- 研究課題コード
- 2130CC001
- 開始/終了年度
- 2021~2030年
- キーワード(日本語)
- 海洋生物,ビッグデータ,プラットフォーム
- キーワード(英語)
- Marine organisms,Big data,Platform
研究概要
海の豊かさを未来へ引き継ぐため、生物多様性保全と持続的経済活動を調和した海洋生態系の保全利用計画を実現しうる、科学的エビデンスを元にした実効性のあるアクションが求められている。このような背景から、本研究は以下3つの目標を達成する。

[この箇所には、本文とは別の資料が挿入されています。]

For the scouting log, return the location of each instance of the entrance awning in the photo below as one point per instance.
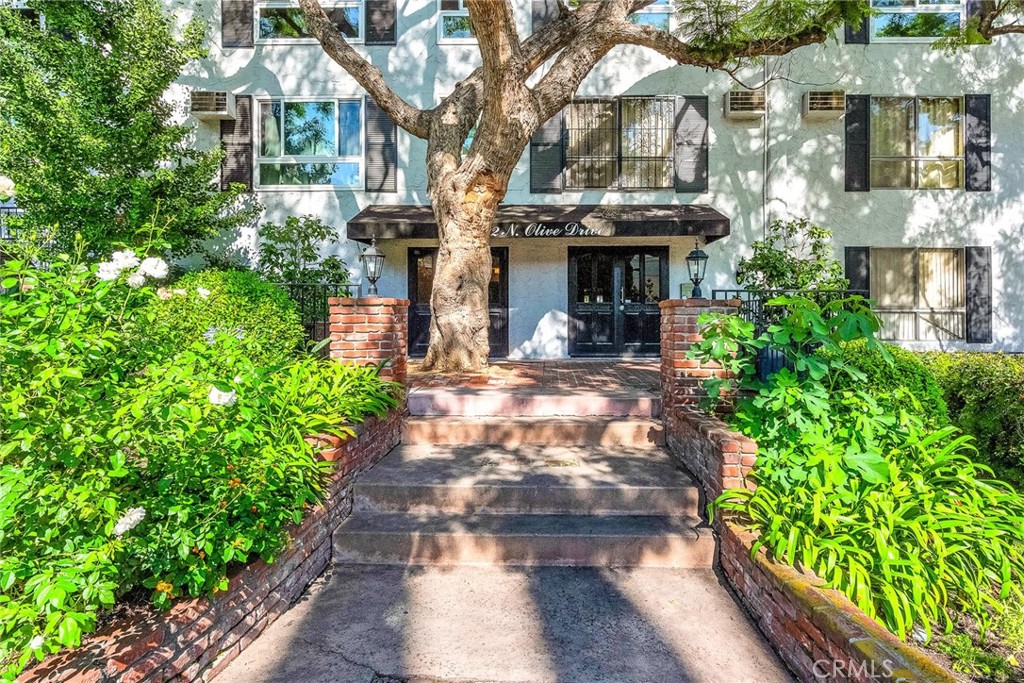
(541, 220)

目標1.海の生物多様性ビッグデータのアクセシビリティ改善。海洋生物(ネクトン・プランクトン・ベントスの10 万種以上)に関する情報(海況、種分布、バイオロギング、機能特性、分子系統、化石情報、環境DNA 及び人工衛星データ)を規格化・強化・浄化しデータ統合するパイプラインツールを開発する。そして、機械学習を駆使し遺伝子・種・群集・生態系の多様性及び保全利用の指標値を地図化し、マルチセクターが利用可能な汎用データを提供する。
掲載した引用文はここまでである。